Politics has often been referred to as a dirty game. To survive the political temperature a politician must learn how to navigate through the cut-throat game and master the art of getting his/her hands dirty without ever getting caught. The Nigerian political scene seems to be no exception.
Nigerian politicians are said to exploit the country’s pool of millions of jobless youths and recruit them in a propaganda campaign that will see them get voted into office. The job description for these youths varies from intimidating political opponents, seizing election ballot boxes to even clobbering the uncooperative electoral officials.
However, with the technology revolution sweeping across the African continent, the way of doing business (even bad businesses) have taken an all new cyber dimension.
Unlike the past, where dirty politicians would be arming their hired “army” with machetes, missiles and matches, they are now arming them with laptops, smartphones and internet connections. All the necessary hardware and software to take the game of dirty politics to the digital online-realm.
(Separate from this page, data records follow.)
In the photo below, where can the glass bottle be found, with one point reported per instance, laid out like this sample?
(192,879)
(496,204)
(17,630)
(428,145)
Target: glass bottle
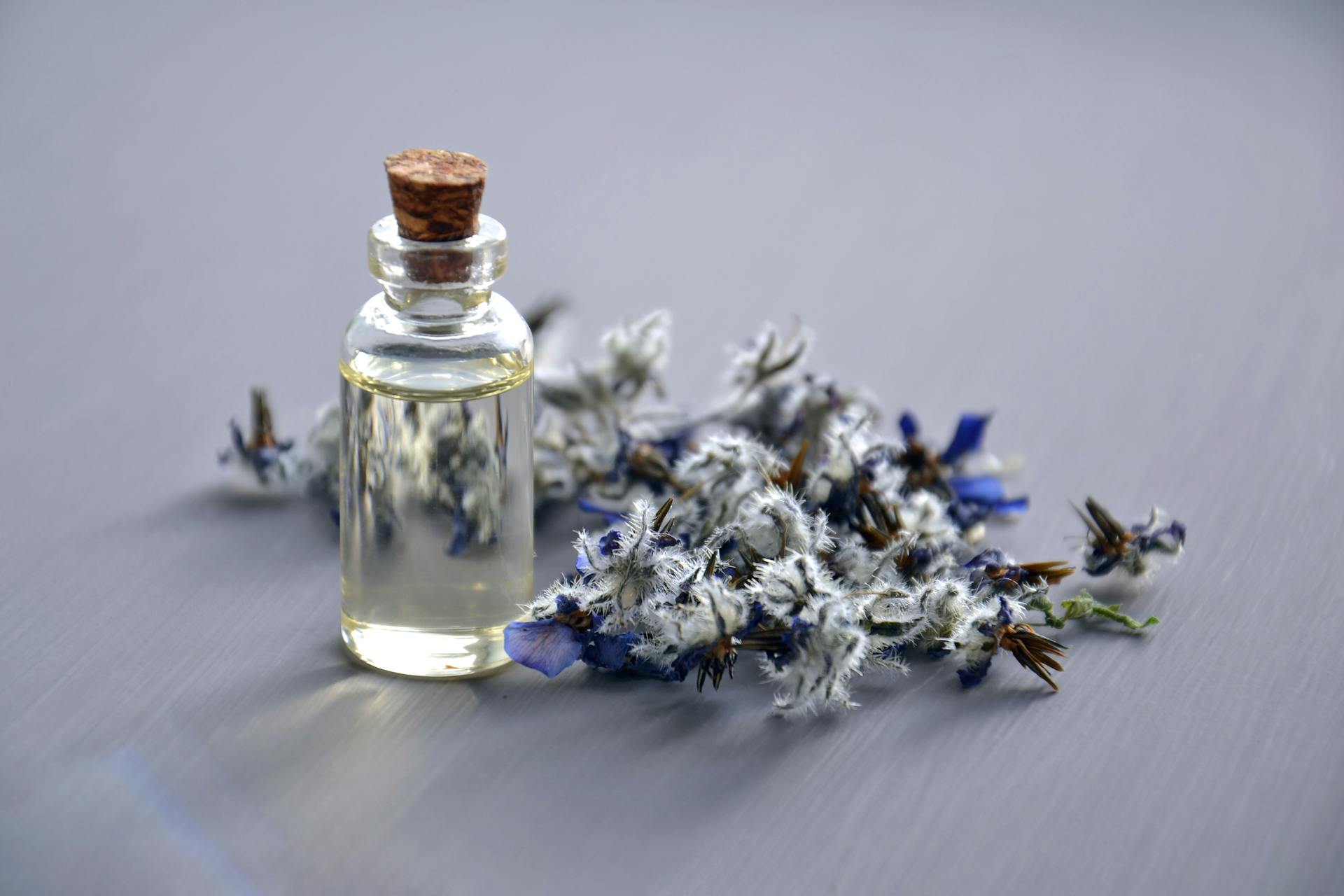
(436,498)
Dirty politicians running for office in the 2015 general elections are busy recruiting youths across the country. In order to storm the cyberspace and harass, intimidate and persecute their political opponents or any other party who holds a different view from theirs. For these “internet warriors” online political propaganda is a full-time job. With some working from the comfort of their homes and others from the office but for the majority, it is an around the clock job.
The BBC article features one 28-year-old chemistry graduate who now has a job to patrol the online war front on behalf of a popular Nigerian politician. Each morning he wakes up, dresses up like he’s going to work and takes about a 20-minute drive to their base of operations where he joins dozens of other youths all employed for the same cause.
There work is to bombard positive articles and new coverage about their politicians with praises and positive comments. While shotting down positive articles and news coverage on their employer’s political opponents with negative and condescending comments.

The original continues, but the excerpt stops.